About a quarter of all species federally listed as threatened or endangered are found within parks or rely on them for at least part of their habitat needs. 

   The National Park System preserves an incredible array of America's most biologically significant places—from the Mojave National Preserve in southern California and Florida's Everglades National Park to Alaska's Gates of the Arctic National Preserve and Maine's Acadia National Park—providing the best sites for recovering imperiled plants and animals. National parks also serve as some of the country's finest classrooms, educating the public about ecosystem and species protection and providing optimal conditions for conducting and studying ecological restoration.

   Many national parks, such as Yellowstone, Glacier, and Everglades, protect within broader landscapes the core areas on which many species depend. Wolves at Yellowstone, coho salmon at Point Reyes National Seashore, and sea lions at Channel Islands National Park depend for survival on core areas within these parks.

   The wolf, salmon, and sea lion are just a few of many species needing large landscapes to hunt, spawn, and fish. Marine reserves that encompass coral reefs are prime examples of the importance of protecting core areas needed by animals for reproduction and shelter during critical parts of the life cycle. As breeding and feeding areas and as nurseries for young fish, reefs are the factories that populate open seas. When fishing in and around reefs is banned, catches beyond the reefs increase as local marine populations bloom.

   National parks also protect portions of many of America's 21 most endangered ecosystems, including Hawaiian dry forest and cave and karst systems. But these fragile places are no longer insulated from a barrage of human activities that undermine their biological integrity.

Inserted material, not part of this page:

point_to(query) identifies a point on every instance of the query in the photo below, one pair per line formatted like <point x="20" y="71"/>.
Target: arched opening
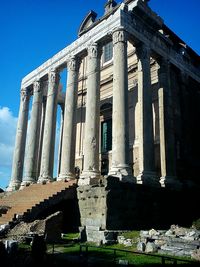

BobcatNPCA'S BIODIVERSITY CAMPAIGN GOALS
  • Protect, restore, and manage parks to conserve native species and allow them to fulfill their natural roles in healthy ecosystems. Invasive nonnative species should be eliminated from parks where feasible.
  • Ensure that the National Park Service creates and maintains complete species inventories and strong species monitoring programs and makes management decisions based on the best scientific information.
  • Ensure that the National Park System includes representations of U.S. terrestrial, aquatic, and marine ecosystems in adequate size and configuration to constitute the world's finest and most comprehensive network of nature preserves.
  • Where possible, ensure that national parks anchor large complexes of protected, interconnected habitat and that the Park Service is guided by an approach to ecosystem management that integrates parks with surrounding public and private lands and coordinates management as needed with other federal and state agencies.